LLM-Based Metamorphic Fuzz Oracles
Abstract
Fuzz drivers are important components of greybox fuzzing; they encapsulate the target interface of the tested library, define the test space, and largely determine the outcomes of fuzzing. Fuzz drivers rely on (fuzz) oracles to detect potential bugs. As a common practice, existing fuzz drivers typically focus on security testing and adopt program crashes as the oracle. Although general and practical, this practice overlooks the functionality of the library under test, thereby restricting the bug-mining capability of greybox fuzzing. In this paper, we present the first study on metamorphic-based fuzz oracle enhancement (MFOE), which aims to improve existing fuzz drivers by incorporating metamorphic-based oracles. The metamorphic-based oracles are grounded on metamorphic relations (MRs), which reflect the expected relationships between multiple inputs and their corresponding outputs.
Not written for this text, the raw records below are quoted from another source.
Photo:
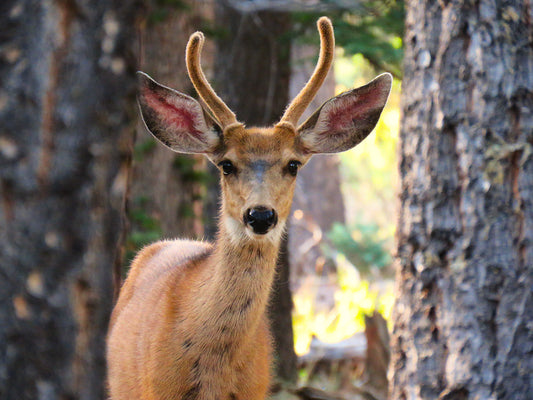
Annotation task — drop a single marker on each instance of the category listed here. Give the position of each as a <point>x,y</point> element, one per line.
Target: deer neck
<point>237,290</point>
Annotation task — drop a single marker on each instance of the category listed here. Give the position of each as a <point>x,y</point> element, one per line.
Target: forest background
<point>83,187</point>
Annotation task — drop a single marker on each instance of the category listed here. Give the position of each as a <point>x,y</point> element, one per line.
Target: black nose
<point>260,219</point>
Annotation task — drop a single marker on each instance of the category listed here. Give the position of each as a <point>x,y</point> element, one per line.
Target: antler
<point>220,110</point>
<point>306,95</point>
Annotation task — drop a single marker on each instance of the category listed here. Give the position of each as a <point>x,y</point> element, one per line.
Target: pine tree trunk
<point>67,94</point>
<point>166,186</point>
<point>462,321</point>
<point>252,73</point>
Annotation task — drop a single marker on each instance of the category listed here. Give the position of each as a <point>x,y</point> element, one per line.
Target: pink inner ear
<point>179,119</point>
<point>351,108</point>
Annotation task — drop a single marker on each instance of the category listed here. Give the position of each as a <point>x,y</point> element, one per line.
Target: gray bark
<point>66,105</point>
<point>462,321</point>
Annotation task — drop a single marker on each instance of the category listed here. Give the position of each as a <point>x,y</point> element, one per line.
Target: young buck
<point>190,321</point>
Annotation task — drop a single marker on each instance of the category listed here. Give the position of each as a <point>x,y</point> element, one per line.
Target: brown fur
<point>190,320</point>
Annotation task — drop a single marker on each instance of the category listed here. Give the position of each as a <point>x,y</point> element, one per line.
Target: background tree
<point>462,321</point>
<point>66,106</point>
<point>252,73</point>
<point>167,188</point>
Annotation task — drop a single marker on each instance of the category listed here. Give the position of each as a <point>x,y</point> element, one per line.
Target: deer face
<point>258,166</point>
<point>258,173</point>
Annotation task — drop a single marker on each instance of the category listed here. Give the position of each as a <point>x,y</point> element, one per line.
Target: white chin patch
<point>239,233</point>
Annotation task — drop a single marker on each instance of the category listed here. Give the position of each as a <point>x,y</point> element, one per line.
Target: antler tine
<point>219,109</point>
<point>306,95</point>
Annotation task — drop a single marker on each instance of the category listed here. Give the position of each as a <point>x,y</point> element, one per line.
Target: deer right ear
<point>175,119</point>
<point>345,120</point>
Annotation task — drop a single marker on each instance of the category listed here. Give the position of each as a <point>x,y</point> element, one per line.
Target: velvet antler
<point>219,109</point>
<point>306,95</point>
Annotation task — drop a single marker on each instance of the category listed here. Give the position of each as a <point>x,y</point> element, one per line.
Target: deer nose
<point>260,219</point>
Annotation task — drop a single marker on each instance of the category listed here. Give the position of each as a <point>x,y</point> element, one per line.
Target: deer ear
<point>175,119</point>
<point>345,120</point>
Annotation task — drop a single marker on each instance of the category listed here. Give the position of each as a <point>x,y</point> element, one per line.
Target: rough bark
<point>166,186</point>
<point>462,321</point>
<point>66,105</point>
<point>252,74</point>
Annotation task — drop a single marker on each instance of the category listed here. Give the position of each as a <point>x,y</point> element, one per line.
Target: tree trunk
<point>167,187</point>
<point>462,321</point>
<point>252,73</point>
<point>66,110</point>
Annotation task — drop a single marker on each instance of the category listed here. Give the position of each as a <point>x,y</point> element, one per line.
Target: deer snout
<point>261,219</point>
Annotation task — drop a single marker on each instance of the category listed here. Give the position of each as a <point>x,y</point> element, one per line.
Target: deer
<point>190,321</point>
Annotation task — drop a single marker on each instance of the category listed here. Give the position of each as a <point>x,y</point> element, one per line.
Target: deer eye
<point>227,167</point>
<point>292,167</point>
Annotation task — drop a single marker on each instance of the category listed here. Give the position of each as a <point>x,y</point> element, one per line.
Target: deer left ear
<point>345,120</point>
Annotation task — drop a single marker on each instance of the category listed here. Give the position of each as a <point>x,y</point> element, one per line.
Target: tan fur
<point>190,321</point>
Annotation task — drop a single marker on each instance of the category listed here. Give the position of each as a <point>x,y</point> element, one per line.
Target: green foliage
<point>360,245</point>
<point>374,29</point>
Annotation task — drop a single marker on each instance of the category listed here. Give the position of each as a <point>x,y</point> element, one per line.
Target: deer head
<point>258,166</point>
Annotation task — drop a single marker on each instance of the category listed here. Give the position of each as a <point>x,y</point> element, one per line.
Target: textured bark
<point>462,322</point>
<point>252,74</point>
<point>165,185</point>
<point>66,105</point>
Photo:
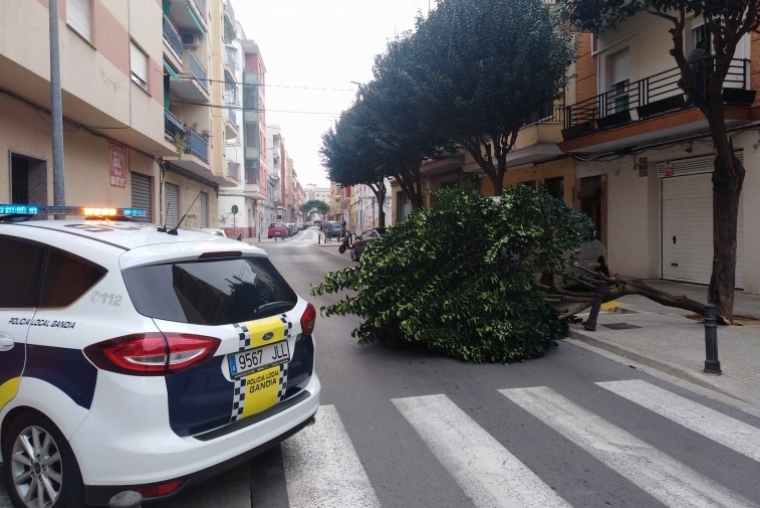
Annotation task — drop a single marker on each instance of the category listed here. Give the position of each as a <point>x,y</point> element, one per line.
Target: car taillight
<point>160,490</point>
<point>152,354</point>
<point>307,320</point>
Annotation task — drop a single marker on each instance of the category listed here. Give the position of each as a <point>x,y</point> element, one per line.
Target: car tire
<point>62,475</point>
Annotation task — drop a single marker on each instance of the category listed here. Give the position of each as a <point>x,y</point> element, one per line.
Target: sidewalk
<point>663,338</point>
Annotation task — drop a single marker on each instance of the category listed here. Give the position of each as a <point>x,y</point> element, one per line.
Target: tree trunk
<point>728,178</point>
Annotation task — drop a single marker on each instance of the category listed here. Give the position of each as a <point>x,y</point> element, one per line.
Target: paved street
<point>400,429</point>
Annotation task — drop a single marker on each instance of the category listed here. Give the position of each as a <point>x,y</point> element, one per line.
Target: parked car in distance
<point>361,241</point>
<point>277,230</point>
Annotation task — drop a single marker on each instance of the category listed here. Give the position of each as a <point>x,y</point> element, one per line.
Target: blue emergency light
<point>71,210</point>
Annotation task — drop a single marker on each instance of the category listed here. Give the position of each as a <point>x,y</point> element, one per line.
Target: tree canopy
<point>315,204</point>
<point>477,70</point>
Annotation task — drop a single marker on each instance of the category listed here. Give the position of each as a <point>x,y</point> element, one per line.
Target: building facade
<point>129,71</point>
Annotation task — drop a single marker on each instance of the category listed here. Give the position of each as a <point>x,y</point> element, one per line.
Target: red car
<point>277,229</point>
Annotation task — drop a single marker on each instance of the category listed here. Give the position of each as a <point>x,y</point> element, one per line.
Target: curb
<point>663,367</point>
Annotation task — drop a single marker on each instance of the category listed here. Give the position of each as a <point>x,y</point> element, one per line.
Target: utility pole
<point>56,110</point>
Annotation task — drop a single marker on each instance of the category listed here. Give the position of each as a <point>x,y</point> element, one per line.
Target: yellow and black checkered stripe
<point>257,391</point>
However, both the construction and integration of metamorphic-based oracles require a deep understanding of the fuzz target, making automatic MFOE particularly challenging. Modern large language models (LLMs), with their advanced capabilities in code understanding and generation, provide a promising opportunity to overcome this obstacle, inspiring us to develop an LLM-based framework. We name the LLM-based MFOE framework as MetaFOE and extensively evaluate it on fuzz drivers selected from OSS-Fuzz. To conduct a comprehensive investigation, we adopt three modern LLMs and five prompt strategies to configure MetaFOE. In total, we generate 3,475 MRs, 77.3% of which are applicable. Building on these MRs, we implement 12,351 meta drivers (i.e., drivers incorporating metamorphic-based oracles), of which 6,228 are valid. After three hours of fuzzing, these valid meta drivers achieve an average 18.7% improvement in edge coverage and triggered 1,528 unique crashes. Our study highlights the necessity of incorporating fuzz drivers with metamorphic-based oracles and demonstrates the feasibility of an LLM-based automatic MFOE, offering valuable insight to the fuzzing community.